A derangement is a special type of permutation where no element appears in its original position. For example, if you have the array [1, 2, 3], a valid derangement would be [2, 3, 1] because:

  • 1 is not in position 1 (it's in position 3)
  • 2 is not in position 2 (it's in position 1)
  • 3 is not in position 3 (it's in position 2)

Given an integer n, you start with an array containing integers from 1 to n in ascending order [1, 2, 3, ..., n]. Your task is to find the total number of possible derangements of this array.

Since the number of derangements can be very large, return the result modulo 10^9 + 7.

For example:

  • If n = 3, the original array is [1, 2, 3]
  • The possible derangements are: [2, 3, 1] and [3, 1, 2]
  • So the answer would be 2

The solution uses dynamic programming with the recurrence relation:

  • f[i] = (i - 1) × (f[i - 1] + f[i - 2])

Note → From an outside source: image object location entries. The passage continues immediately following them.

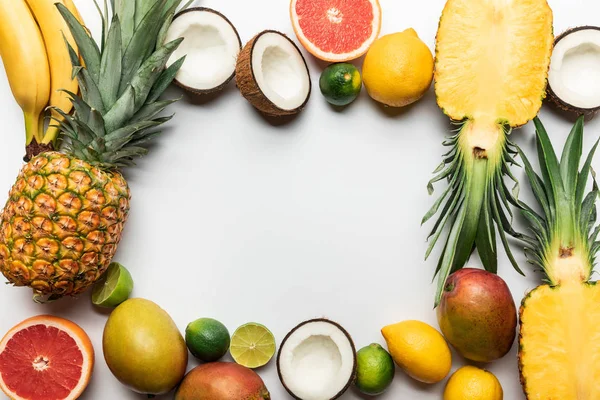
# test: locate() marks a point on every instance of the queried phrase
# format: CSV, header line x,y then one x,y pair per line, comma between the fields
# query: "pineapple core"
x,y
560,342
491,68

This formula works because when placing element 1 in position j (where j ≠ 1), we have i-1 choices for j. Then element j can either:

  • Go to position 1 (leaving i-2 elements to derange): contributes (i-1) × f[i-2] derangements
  • Go anywhere except position 1 (equivalent to deranging i-1 elements): contributes (i-1) × f[i-1] derangements

The base cases are f[0] = 1 and f[1] = 0 (no valid derangement for a single element).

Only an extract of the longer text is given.